L’univers secret des voleurs russes
Dans le premier opus, la tension explose lorsqu’Anna Khitrova (interprétée par Naomi Watts) découvre un monde régi par des codes aussi stricts qu’incompréhensibles pour les non-initiés. Le personnage de Nikolai, faussement loyal à la mafia, mais en réalité agent infiltré du FSB, incarne parfaitement cette ambiguïté permanente. C’est justement cette double identité et le non-dit autour du passé russe des personnages qui auraient dû constituer le cœur d’une suite tant attendue.
L’ambition avortée d’un retour en Russie
À maintes reprises, Cronenberg a confié sa frustration face à une histoire demeurée inachevée : « C’était la première fois que j’étais tenté par une suite… Je voulais voir Nikolai retourner en Russie ». Le réalisateur rêvait de confronter ses héros à leurs racines sur leur propre territoire, pour sonder la tension entre leurs nouveaux pouvoirs londoniens et la nostalgie du pays natal. Le scénario écrit par Knight, décrit comme « excellent » par l’équipe, allait même jusqu’à explorer les liens ambigus entre Nikolai et Kirill.
Pour éclairer ces ambitions, on peut rappeler :
- Nikolai, sous ses tatouages de criminel, cache une vie d’agent double.
- L’ancrage russe manquait cruellement au premier film, centré sur l’exil.
- L’alchimie entre Mortensen et Cassel aurait dû être approfondie.
L’échec répété des suites envisagées
Malgré des années de discussions et plusieurs scripts aboutis – dont certains réutilisés sous forme de projets annexes comme « Body Cross » ou encore « Small Dark Look », avec l’éventuelle implication de Jason Statham – aucun n’a franchi l’étape décisive.
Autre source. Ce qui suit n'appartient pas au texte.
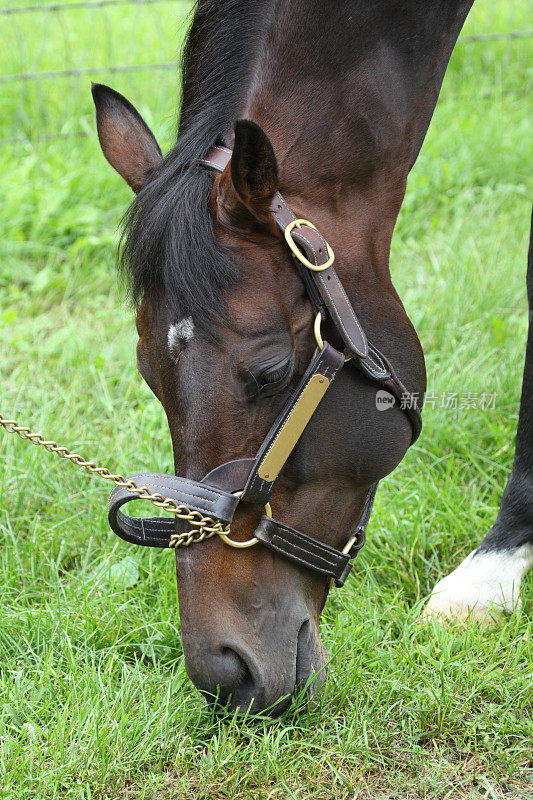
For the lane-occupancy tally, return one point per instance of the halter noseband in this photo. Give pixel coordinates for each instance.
(210, 504)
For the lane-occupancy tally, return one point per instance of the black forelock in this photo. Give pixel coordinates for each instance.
(168, 242)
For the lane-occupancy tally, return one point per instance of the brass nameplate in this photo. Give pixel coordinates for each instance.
(293, 428)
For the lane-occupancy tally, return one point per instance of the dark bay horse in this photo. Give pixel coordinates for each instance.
(327, 101)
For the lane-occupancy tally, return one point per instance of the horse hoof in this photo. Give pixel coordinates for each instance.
(447, 612)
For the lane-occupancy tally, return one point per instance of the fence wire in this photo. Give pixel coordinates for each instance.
(82, 4)
(62, 73)
(34, 77)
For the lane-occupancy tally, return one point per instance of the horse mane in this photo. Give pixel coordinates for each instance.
(168, 245)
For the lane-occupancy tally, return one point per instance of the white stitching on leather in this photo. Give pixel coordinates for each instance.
(170, 485)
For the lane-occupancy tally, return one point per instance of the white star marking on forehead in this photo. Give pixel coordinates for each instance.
(179, 332)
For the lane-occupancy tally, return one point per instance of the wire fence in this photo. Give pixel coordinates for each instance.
(14, 10)
(34, 76)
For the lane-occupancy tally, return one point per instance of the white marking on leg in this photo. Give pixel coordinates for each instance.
(485, 579)
(180, 332)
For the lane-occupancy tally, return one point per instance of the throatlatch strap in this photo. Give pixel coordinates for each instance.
(158, 531)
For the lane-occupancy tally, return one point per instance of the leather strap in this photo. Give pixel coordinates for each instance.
(281, 439)
(303, 550)
(310, 553)
(315, 248)
(157, 531)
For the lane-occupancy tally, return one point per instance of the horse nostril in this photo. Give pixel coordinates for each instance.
(229, 679)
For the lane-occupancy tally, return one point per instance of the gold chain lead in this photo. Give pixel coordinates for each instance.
(203, 527)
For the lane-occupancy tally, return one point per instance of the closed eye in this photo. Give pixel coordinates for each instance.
(267, 380)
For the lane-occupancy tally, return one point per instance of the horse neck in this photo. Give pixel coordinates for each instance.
(346, 91)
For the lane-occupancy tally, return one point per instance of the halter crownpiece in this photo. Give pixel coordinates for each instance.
(209, 505)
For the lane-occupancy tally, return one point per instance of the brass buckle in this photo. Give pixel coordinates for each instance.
(248, 542)
(297, 223)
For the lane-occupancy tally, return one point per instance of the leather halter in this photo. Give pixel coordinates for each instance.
(253, 479)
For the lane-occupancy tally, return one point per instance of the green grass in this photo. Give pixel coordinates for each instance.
(94, 699)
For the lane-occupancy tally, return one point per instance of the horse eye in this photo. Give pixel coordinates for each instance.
(265, 381)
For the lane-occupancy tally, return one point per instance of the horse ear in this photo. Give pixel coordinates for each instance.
(250, 179)
(126, 140)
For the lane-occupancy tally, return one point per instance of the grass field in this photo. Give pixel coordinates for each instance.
(94, 699)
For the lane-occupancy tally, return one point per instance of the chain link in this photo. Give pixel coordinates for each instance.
(203, 527)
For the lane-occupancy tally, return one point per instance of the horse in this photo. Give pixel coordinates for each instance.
(326, 105)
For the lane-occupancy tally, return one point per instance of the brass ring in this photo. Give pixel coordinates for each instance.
(318, 335)
(297, 223)
(248, 542)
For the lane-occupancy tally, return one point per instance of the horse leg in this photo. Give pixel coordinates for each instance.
(489, 578)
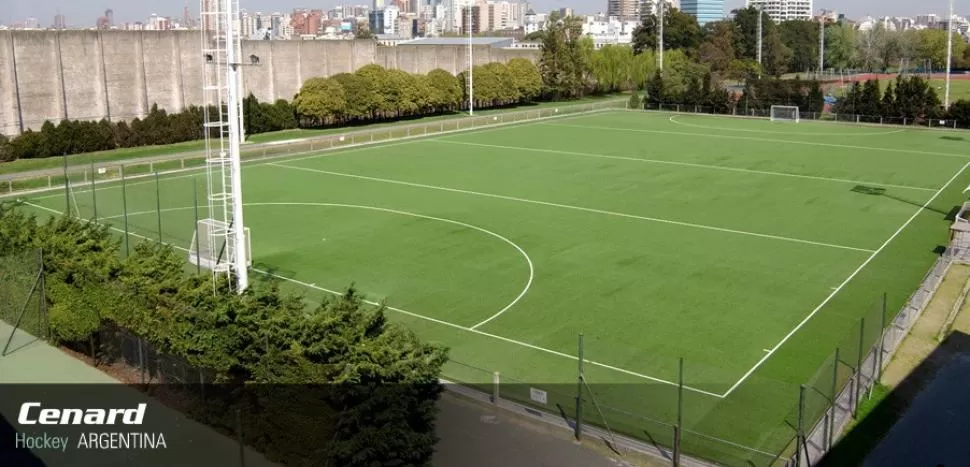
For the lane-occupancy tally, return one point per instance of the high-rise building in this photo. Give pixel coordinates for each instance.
(784, 10)
(623, 8)
(705, 11)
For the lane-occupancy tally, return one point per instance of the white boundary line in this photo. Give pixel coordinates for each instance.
(528, 260)
(751, 138)
(685, 164)
(315, 153)
(577, 208)
(427, 318)
(793, 133)
(846, 281)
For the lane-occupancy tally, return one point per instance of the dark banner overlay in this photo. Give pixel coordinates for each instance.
(255, 425)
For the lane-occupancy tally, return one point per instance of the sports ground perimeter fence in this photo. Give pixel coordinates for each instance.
(820, 408)
(741, 109)
(83, 169)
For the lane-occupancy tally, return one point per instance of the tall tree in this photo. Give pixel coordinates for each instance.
(801, 37)
(321, 101)
(840, 46)
(718, 50)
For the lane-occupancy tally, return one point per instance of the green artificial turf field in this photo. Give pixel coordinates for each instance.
(747, 248)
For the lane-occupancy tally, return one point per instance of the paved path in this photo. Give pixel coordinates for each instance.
(472, 434)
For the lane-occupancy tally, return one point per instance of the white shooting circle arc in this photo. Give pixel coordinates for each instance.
(673, 119)
(517, 248)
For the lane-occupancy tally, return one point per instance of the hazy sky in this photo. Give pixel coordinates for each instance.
(86, 12)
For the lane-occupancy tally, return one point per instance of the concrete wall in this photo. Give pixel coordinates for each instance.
(89, 75)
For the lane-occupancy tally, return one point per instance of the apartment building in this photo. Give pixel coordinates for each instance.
(784, 10)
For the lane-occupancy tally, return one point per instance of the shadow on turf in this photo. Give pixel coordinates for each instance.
(606, 442)
(873, 427)
(9, 453)
(879, 191)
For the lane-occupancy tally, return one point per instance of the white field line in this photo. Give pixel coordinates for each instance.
(673, 119)
(315, 153)
(441, 322)
(846, 281)
(685, 164)
(519, 249)
(577, 208)
(819, 122)
(751, 138)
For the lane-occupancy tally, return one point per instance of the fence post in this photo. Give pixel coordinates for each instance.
(158, 207)
(67, 188)
(679, 430)
(141, 360)
(242, 445)
(579, 394)
(835, 399)
(94, 192)
(802, 446)
(858, 369)
(882, 336)
(496, 383)
(124, 207)
(195, 201)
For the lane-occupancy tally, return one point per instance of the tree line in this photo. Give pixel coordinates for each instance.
(912, 99)
(158, 127)
(730, 47)
(332, 379)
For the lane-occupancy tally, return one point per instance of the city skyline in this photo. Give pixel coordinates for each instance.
(84, 13)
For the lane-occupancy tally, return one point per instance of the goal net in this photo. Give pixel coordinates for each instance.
(209, 247)
(784, 113)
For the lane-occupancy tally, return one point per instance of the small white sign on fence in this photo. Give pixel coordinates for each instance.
(537, 395)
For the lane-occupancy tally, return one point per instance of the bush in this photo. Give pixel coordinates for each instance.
(339, 384)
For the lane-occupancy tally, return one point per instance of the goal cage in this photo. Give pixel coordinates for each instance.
(209, 247)
(784, 113)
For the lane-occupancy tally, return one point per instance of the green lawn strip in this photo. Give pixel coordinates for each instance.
(189, 146)
(643, 293)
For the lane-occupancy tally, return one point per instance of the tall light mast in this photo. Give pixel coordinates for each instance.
(222, 86)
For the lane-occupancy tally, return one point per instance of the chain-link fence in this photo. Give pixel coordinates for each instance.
(22, 303)
(84, 173)
(742, 110)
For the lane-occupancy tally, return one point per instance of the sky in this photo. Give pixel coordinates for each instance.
(86, 12)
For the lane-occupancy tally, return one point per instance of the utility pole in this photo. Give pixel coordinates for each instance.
(660, 34)
(760, 46)
(471, 65)
(821, 45)
(949, 54)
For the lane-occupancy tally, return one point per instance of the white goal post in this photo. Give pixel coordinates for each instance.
(784, 113)
(209, 249)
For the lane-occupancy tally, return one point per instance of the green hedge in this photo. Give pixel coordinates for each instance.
(376, 384)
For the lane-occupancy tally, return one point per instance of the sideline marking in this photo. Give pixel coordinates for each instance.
(751, 138)
(705, 127)
(521, 251)
(577, 208)
(438, 321)
(685, 164)
(316, 153)
(846, 281)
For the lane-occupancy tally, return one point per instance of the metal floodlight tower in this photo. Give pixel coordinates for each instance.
(821, 44)
(949, 55)
(221, 53)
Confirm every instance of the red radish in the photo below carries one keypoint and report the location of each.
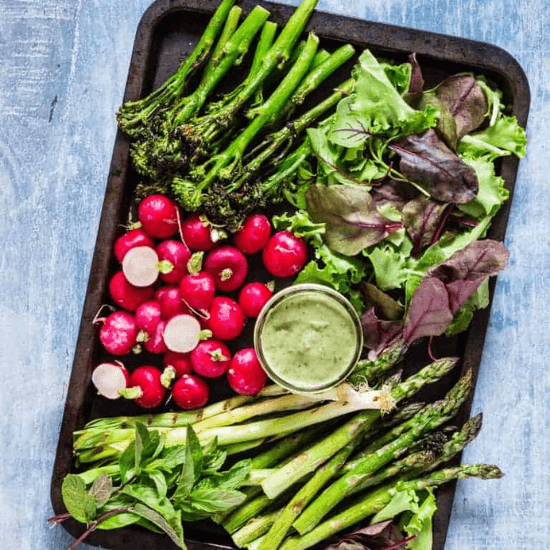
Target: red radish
(182, 333)
(210, 358)
(158, 215)
(169, 298)
(198, 290)
(229, 267)
(119, 333)
(254, 234)
(285, 254)
(148, 316)
(155, 342)
(145, 387)
(141, 266)
(109, 378)
(246, 375)
(197, 233)
(180, 362)
(131, 239)
(127, 295)
(175, 254)
(190, 392)
(226, 318)
(253, 298)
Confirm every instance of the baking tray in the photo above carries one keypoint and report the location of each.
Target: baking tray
(167, 32)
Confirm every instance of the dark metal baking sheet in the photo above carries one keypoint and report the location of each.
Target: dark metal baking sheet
(167, 32)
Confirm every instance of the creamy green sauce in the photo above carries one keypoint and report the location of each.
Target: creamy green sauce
(308, 340)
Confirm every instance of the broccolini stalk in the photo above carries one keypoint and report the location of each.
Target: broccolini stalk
(217, 122)
(229, 55)
(312, 458)
(372, 503)
(225, 164)
(133, 116)
(431, 417)
(163, 151)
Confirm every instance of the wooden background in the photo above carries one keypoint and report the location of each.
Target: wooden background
(63, 68)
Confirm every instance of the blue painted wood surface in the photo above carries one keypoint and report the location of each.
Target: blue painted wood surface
(63, 68)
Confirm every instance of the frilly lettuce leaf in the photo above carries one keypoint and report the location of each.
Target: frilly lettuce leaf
(417, 509)
(376, 107)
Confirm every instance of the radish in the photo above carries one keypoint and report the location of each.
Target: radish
(176, 255)
(246, 375)
(158, 215)
(145, 387)
(229, 267)
(254, 234)
(109, 378)
(155, 342)
(198, 291)
(131, 239)
(180, 362)
(148, 316)
(190, 392)
(169, 298)
(197, 233)
(141, 266)
(210, 358)
(285, 254)
(118, 333)
(253, 298)
(182, 333)
(127, 295)
(226, 318)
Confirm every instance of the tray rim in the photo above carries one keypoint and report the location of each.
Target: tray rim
(114, 199)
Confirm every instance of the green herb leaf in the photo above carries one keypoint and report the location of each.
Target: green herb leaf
(101, 489)
(212, 501)
(79, 503)
(173, 531)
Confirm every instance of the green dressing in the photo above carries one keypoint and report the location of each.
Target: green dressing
(309, 340)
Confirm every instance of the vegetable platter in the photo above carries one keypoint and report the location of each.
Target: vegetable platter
(449, 105)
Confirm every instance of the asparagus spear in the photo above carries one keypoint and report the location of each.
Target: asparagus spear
(373, 502)
(277, 56)
(311, 459)
(254, 529)
(431, 417)
(293, 509)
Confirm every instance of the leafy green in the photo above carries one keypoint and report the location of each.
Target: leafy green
(352, 221)
(79, 502)
(417, 509)
(376, 107)
(159, 487)
(340, 272)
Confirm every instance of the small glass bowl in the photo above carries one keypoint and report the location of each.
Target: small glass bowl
(304, 289)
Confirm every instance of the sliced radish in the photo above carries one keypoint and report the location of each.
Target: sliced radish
(110, 378)
(182, 333)
(141, 266)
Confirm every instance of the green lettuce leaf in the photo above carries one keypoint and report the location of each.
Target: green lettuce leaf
(376, 107)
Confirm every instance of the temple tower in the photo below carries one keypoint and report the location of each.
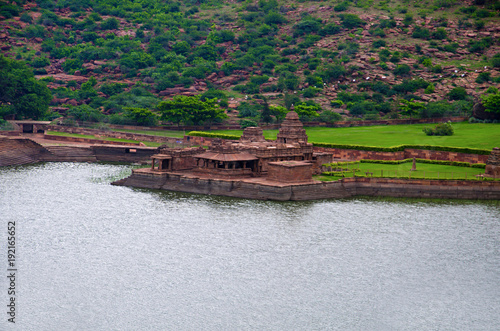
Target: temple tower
(291, 130)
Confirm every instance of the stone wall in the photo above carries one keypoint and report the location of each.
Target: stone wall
(18, 151)
(339, 124)
(348, 187)
(290, 171)
(351, 154)
(86, 140)
(119, 135)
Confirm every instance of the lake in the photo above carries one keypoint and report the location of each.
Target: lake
(92, 256)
En cause principalement : un contexte économique difficile et le manque de confiance du studio Focus Features, qui se montra frileux après un succès commercial jugé trop modeste (56 millions de dollars pour un budget de 27).
Aujourd’hui encore, alors que les rumeurs persistent çà et là, il semble peu probable qu’une suite voie le jour sous la forme imaginée à l’origine. Le regret demeure chez les fans comme chez ses créateurs : « C’est fini… Si vous n’aimez pas ça, adressez-vous à Focus », lâchait amèrement Cronenberg. Alors oui, il faut sans doute se résoudre à savourer ce chef-d’œuvre unique — tout en se demandant ce qu’aurait été le voyage inachevé de Nikolai vers sa Russie fantasmée.